Creo que la prensa y fanzines indies no veían que lo que escribían sobre aquellos grupos creaba más asco que fascinación. De hecho tardé seis o siete años en escuchar a Felt solo porque alguien de Malsonando había escrito algo tan pomposo sobre ellos que se me quitaron las ganas.
Pues eso es lo peor que le puede pasar a un periodista musical. Crear rechazo hacia un grupo con sus escritos. Para mí eso ha sido siempre una obsesión: intentar empatizar con la gente, y cuando no lo consigues (cuando alguien te viene diciendo precisamente que se le han quitado las ganas de escuchar algo) es el peor insulto que alguien puede dedicarte. Pero creo que nos pasaba a todos. A veces intentas usar ese tipo de literatura o adjetivación que tú crees que es positiva pero la gente la toma al revés. Si escribes “exquisitez”, unos cuantos asumen que les va a molar porque les va a acariciar la espalda, y otros salen corriendo. Lo que pasó en aquella época es que había una serie de adjetivos y códigos estéticos que eran los que considerábamos adecuados, y los que se tenían que predicar. Pero al 96% de la sociedad española todo aquello le parecía insignificante, ridículo e incluso aburrido.
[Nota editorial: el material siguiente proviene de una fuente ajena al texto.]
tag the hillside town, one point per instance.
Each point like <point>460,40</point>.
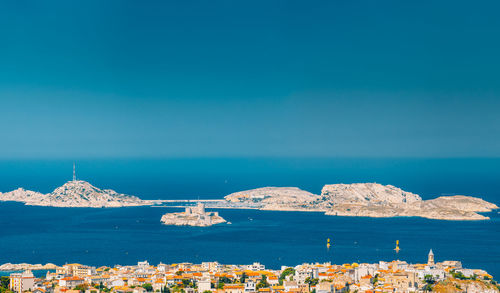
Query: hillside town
<point>213,277</point>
Es que aquel intento de poesía post-universitaria que encontrabas en muchos artículos era atroz, no nos engañemos.
El Rockdelux del principio del indie era muy así, aunque luego rebajó un poco el tono. Claro, a los Malsonando les fichó RDL inmediatamente. Yo he releído hace poco los dos Malsonando, para contrastar algunas frases que Manolo Martínez recordaba de memoria, y el cabrón la clavó.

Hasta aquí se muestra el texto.